Privileged Scaffold Identification from StARlite data
A common requirement in hit discovery is the selection of a set of compounds likely to be bioactive against a particular target or target family (for example a protein kinase focussed library, etc), there are many ways of doing this task, and for screening a new target this sort of approach is often very economically cost-effective. Usually there is the concept of a set of active series, or chemotypes for a target family, and this is often expressed as a 'scaffold' - the chemical core - often a rigid part of a molecule with all the surface 'decoration' removed. More particularly, this 'scaffold' is often associated with some synthetic accessibility concepts for use in library synthesis, parallel chemistry and so forth. Anyway, forgetting some of the details and complexities of deciding 'what is a series', 'what is a scaffold', etc. here is an annotated workflow.
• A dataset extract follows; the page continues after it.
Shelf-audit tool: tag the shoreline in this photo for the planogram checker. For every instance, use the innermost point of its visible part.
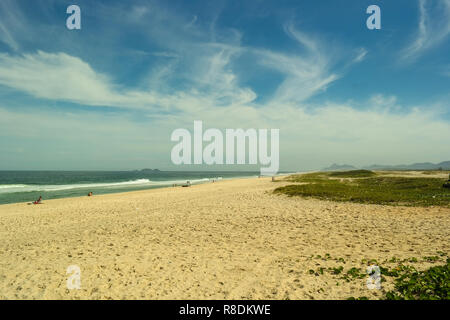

In practice, the active and pseudo-inactive sets can be used to build far more sophistacted activity classifiers, pharmacophores, etc.
Let's look at a toy example.
We did a blast query on StARlite using the sequence of human MCH-1 as a query. This pulls out a list of targets ranked by similarity to MCH-1, we selected a set of similar sequences as our MCH-1-like active set, and extracted all molecules and assays assigned to this set of sequences. We then looked at the scaffold frequency rank within the active set (dark blue) compared to the rank of the scaffold of the entire database (light blue). We then computed the enrichment ratio of the active set to the entire database (Fragment Specificity, in red). A non-enriched scaffold will show a value close to zero, the higher the degree of association, the higher the score. Finally, we 'normalised' the relative enrichment by molecular weight of the scaffold (Fragment Elegance, light green).
So overall, we identify a set of scaffolds that are biased towards a particular activity class - in this case, scaffolds 6 and 7 (dark blue) are probably the best, whilst 8, although more associated with MCH-1-like activity (a higher red score) are less attractive due to the inherently higher molecular weight (and synthetic access difficulties) of this particular scaffold.